My debut novel is centred about the Taylor family. Lacey, the youngest of the family is dealt a horrible blow at the reading of her mother’s will. She is devastated and the knock on affect on her three siblings shakes the family unit. Lacey has questions that need answering and at one stage she must leave Ireland to search for some of the answers. Will the Taylor’s come together and unite or do they fall apart and remain so?
What are the main themes in the book?
In My Husband’s Sin, there are a few themes but the main one is loss. Losing a parent or indeed any family member is a difficult time for everyone concerned. Lacey Taylor, suffers loss greater than the others when after her mother Lillian’s funeral, a letter she is given destroys her life further. She now suffers betrayal as well. But it only takes a small crack to appear in a family for it all to come crumbling down
If you were casting the movie version of My Husband’s Sin, who would you choose for the leading roles?
I would love the young actress, Amanda Seyfried, play the part of Lacey in my debut novel. The solicitor, Mr. Philip Sherman, played by Jeff Bridges, then Sally by Michelle Pfeiffer and finally Robert, by Jason Stratham. The other characters, Willow and Cora I have no idea.
Tell us about a hidden talent you have that most people don’t know about?
I enjoy public speaking. I have my CC (Competent Communicator) from Toastmasters International and I started the advanced manuals. I also represented my local club Fáilte Toastmasters in competitions. Unfortunately, I no longer have the time to participate but I may go back to it another time.
Wow! All I can say is Slainte!
What are you working on currently?
I have my fingers worn to the bone at present because I have three projects on the go. Yes I am a nut to take it all on. I am writing my second novel which is totally different from My Husband’s Sin; it is not even in the same genre. It is a good V evil story, a priest who is sent to do battle with the devil and it all takes place inside a locked room. So who wins? That is a question I have not yet answered LOL.
I am also writing a western novella for a group that I am involved in. The group are called Writers of the West, it is an exciting project. Finally, I am busy seeking a home for a play I have ready for production.
I’m betting on good, but I’m an optomist!
What would your perfect day be?
A perfect day, let me think, it would be warm, not too hot, by the sea, with a picnic of cold meats/ white wine/salads. A book of course and would I want company? Well if, Kevin Costner or Charles Bronson were available, or maybe Michael Bublé, he could serenade me right?
Better than Charles Bronson, I suspect! Sounds like nice day – but I wonder what book you’d pick… Thanks for stopping by, Mary!

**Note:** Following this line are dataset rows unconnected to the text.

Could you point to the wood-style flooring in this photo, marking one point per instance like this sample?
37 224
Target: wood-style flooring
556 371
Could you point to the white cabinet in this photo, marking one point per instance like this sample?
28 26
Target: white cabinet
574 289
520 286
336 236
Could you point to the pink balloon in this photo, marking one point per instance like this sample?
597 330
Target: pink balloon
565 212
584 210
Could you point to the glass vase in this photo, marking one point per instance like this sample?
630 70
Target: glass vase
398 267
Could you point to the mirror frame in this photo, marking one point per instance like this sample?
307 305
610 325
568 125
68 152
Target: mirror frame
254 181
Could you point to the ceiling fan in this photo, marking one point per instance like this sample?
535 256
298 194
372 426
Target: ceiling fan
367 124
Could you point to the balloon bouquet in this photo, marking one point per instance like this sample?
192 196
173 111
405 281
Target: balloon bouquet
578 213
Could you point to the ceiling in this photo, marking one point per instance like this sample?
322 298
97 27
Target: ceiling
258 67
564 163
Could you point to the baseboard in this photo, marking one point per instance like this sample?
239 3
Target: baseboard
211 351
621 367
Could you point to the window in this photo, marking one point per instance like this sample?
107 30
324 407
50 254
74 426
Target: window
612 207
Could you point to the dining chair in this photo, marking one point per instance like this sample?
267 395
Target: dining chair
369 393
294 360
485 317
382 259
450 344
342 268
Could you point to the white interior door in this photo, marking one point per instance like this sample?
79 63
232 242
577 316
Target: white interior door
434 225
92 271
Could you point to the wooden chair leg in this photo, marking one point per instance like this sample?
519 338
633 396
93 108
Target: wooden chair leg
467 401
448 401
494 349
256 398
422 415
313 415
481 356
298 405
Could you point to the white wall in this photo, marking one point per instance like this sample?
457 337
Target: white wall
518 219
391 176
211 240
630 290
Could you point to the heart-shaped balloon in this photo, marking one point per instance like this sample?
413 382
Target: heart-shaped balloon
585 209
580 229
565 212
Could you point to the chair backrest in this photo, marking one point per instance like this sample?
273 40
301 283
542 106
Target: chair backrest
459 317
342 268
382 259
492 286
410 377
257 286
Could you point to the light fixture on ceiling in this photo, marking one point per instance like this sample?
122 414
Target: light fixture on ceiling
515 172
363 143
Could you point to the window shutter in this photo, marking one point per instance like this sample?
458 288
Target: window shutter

My Husband’s Sin is the debut novel from Mary T Bradford. She is an Irish author, married and mother of four children. She has been writing short stories for many years with which she has enjoyed publishing success in Ireland and abroad. While working on a story it happened that the story kept getting longer and the word count continued to climb, resulting with Mary having her novel. My Husband’s Sin is published by Tirgearr Publishing.
Recently Mary has dipped into play-writing and one of her plays was shortlisted in the Claremorris Fringe Festival in April of this year and was performed by the Half A Breakfast Theatre Group. Another of her plays had a Staged Reading in July at Friar’s Gate Theatre in Kilmallock, Limerick in Ireland. Her short story collection, A Baker’s Dozen, is also available on Amazon.com. Or in local bookshops.
When not writing, Mary enjoys crafts. In particular, she enjoys crochet and cross-stitch and catching up on her reading from the stack of books on her bedside locker.